- Directed by: Greta Scarano
- Screenplay by: Sofia Assirelli Tieta Madia Greta Scarano
- Produced by: Matteo Rovere
- Starring: Matilda De Angelis Yuri Tuci
- Cinematography: Valerio Azzali
- Edited by: Valeria Sapienza
- Music by: Giuseppe Tranquillino Minerva
- Distributed by: 01 Distribution
- Release date: 3 April 2025;
- Running time: 96 minutes
- Country: Italy
- Language: Italian

= Siblings (film) =

2025 comedy drama film

Siblings (La vita da grandi) is a 2025 Italian comedy-drama film co-written and directed by Greta Scarano, in her feature directorial debut.

==Plot==
Irene works in Rome for a company that produces solar panels, a stable job that nevertheless leaves her feeling creatively stifled. Her routine is shaken when her mother, who needs to leave home with her husband to undergo further medical tests concerning her own health, calls her to Rimini to look after her brother Omar—an autistic man, a huge rap and Fabri Fibra fan, who has been overprotected by his family and, as a result, has never managed to become independent.

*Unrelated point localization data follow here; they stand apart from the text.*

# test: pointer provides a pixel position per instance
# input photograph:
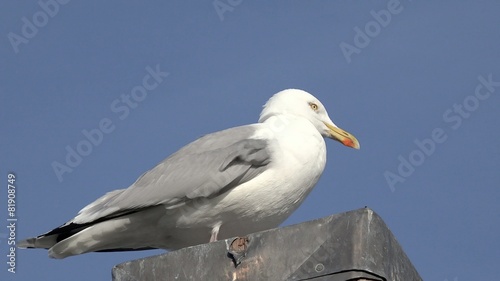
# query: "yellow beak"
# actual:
(342, 136)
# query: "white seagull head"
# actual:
(301, 103)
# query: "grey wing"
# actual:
(206, 167)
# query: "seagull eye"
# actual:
(314, 106)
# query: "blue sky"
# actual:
(417, 82)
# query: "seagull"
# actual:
(225, 184)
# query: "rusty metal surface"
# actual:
(355, 245)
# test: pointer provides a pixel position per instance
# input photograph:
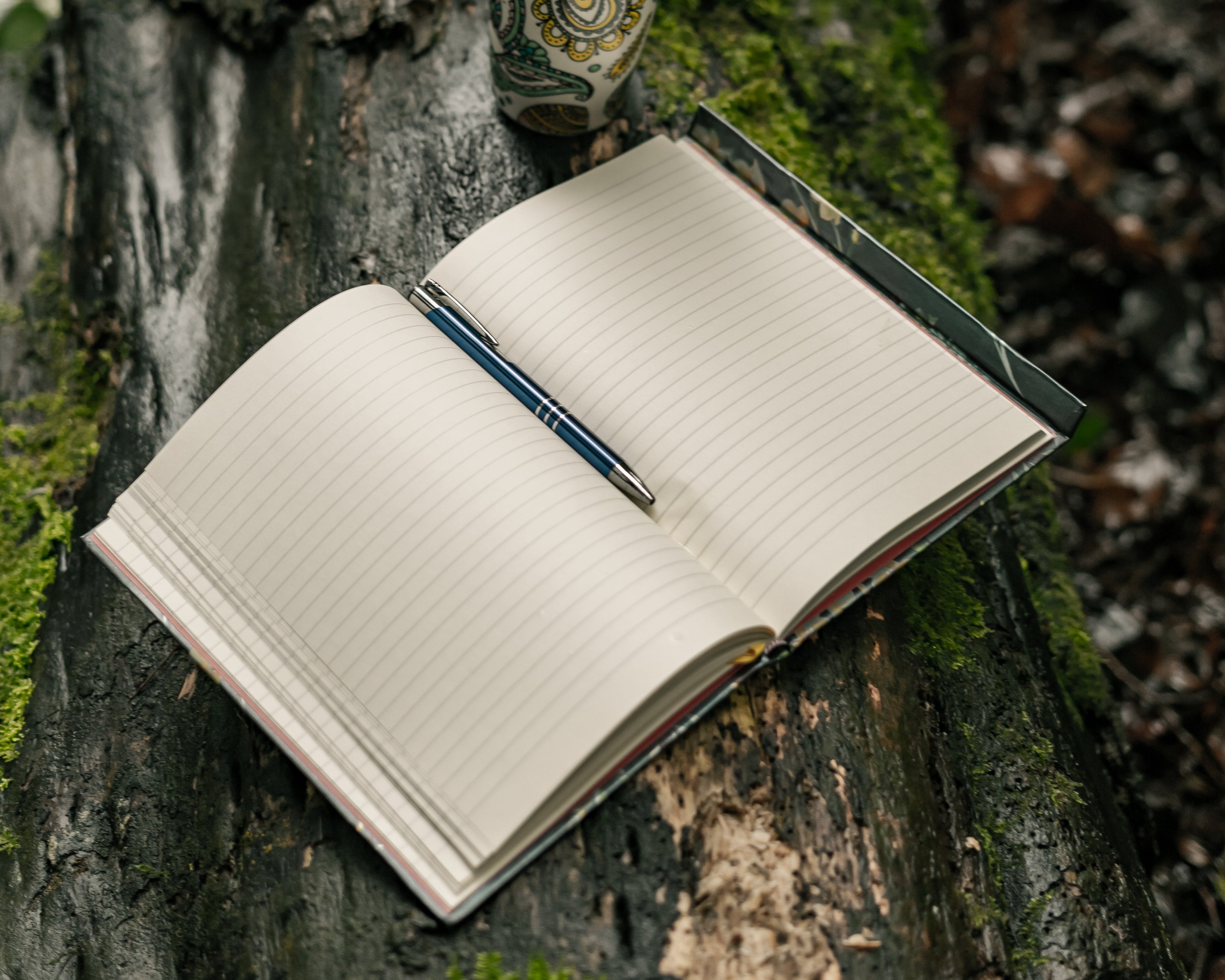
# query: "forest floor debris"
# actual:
(1092, 131)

In order to encourage her brother’s independence—and to avoid the risk of having to take care of him herself when their parents become too old to do so—Irene puts him through an “intensive course in becoming an adult.” Over time, however, she realizes that she has more in common with Omar than she ever imagined, including the dreams they both hold onto and that, unlike her, her brother has the courage to pursue.

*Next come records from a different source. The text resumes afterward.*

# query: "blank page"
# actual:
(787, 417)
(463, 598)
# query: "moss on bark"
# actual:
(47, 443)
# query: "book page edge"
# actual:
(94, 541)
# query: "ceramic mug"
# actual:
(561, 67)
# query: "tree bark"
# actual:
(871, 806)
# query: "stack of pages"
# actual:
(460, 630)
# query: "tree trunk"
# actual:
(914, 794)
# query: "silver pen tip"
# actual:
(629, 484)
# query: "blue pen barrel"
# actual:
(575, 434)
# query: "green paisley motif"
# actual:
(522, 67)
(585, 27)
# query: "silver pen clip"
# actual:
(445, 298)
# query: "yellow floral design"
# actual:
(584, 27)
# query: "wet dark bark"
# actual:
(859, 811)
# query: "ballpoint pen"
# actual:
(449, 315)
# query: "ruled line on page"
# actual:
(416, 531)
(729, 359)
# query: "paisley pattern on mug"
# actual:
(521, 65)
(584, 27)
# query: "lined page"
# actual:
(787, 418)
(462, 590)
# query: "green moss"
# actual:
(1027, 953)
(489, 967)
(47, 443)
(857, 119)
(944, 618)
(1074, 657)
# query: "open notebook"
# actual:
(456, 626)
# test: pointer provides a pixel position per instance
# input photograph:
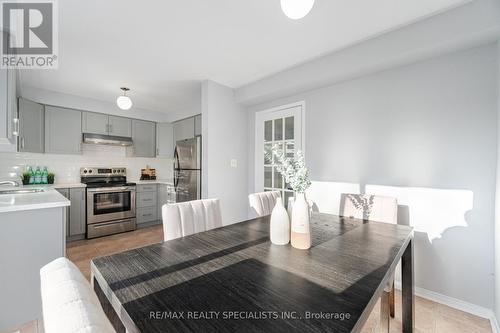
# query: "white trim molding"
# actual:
(457, 304)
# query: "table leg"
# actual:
(108, 308)
(408, 289)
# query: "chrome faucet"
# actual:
(10, 182)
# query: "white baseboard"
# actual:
(457, 304)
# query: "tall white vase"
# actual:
(280, 224)
(301, 232)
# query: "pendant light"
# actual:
(124, 102)
(296, 9)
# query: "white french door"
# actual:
(281, 127)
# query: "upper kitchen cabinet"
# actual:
(184, 129)
(98, 123)
(197, 125)
(119, 126)
(144, 137)
(63, 130)
(8, 110)
(31, 126)
(165, 140)
(95, 123)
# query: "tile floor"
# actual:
(430, 317)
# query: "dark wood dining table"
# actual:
(233, 279)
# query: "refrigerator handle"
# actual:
(177, 164)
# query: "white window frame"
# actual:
(276, 112)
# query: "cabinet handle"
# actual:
(15, 132)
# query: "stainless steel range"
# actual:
(110, 201)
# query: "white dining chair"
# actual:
(263, 202)
(187, 218)
(380, 209)
(68, 302)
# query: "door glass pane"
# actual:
(278, 129)
(268, 130)
(278, 133)
(279, 149)
(290, 149)
(268, 173)
(289, 128)
(112, 202)
(268, 153)
(278, 179)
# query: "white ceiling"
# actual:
(163, 49)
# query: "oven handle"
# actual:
(111, 189)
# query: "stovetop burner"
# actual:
(108, 184)
(104, 177)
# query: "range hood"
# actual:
(98, 139)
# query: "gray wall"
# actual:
(224, 138)
(426, 130)
(497, 203)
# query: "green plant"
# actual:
(25, 177)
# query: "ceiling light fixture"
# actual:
(296, 9)
(124, 102)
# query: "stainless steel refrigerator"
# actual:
(187, 169)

After a shocking revelation from Omar, Irene decides to change her attitude toward him and try to grow up alongside him, even if it means taking a few risks.

==Cast==
- Matilda De Angelis as Irene Nanni
- Yuri Tuci as Omar Nanni
- Maria Amelia Monti as Piera
- Paolo Hendel as Walter
- Adriano Pantaleo as Ugo
- Christian Ginepro as Ludovico
- Ariella Reggio as Zia Marilù
- Gloria Coco as Nonna Cleta
- Alessandro Cantalini as Marco
- Ludovico Zucconi as Tancredi
- Tom Karumathy as Artrit
- Sara Setti as Sara Ravaglioli
- Mara Maionchi as Herself
- Ferzan Ozpetek as Himself
- Malika Ayane as Herself
- Valerio Lundini as Himself

==Production==
The film is based on the 2020 autobiographical novel Mia sorella mi rompe le balle ('My sister is busting my balls') by Margherita and Damiano Tercon. It was mainly shot in Rimini, with scenes also filmed in Bologna and Rome. It was produced by Groenlandia, Halong and Rai Cinema, in collaboration with Netflix.

==Release==
The film premiered at the 2025 Bari International Film Festival in Bari, where it received the SIAE Debut Film prize. It was screened in the 59th Karlovy Vary International Film Festival. It was released in Italian cinemas by 01 Distribution on 3 April 2025, one day after the World Autism Awareness Day.

==Reception==
The film won two Nastro d'Argento awards, for best new director and best actor in a comedy film (Yuri Tuci). It won the European Film Academy Young Audience Award at the 38th European Film Awards.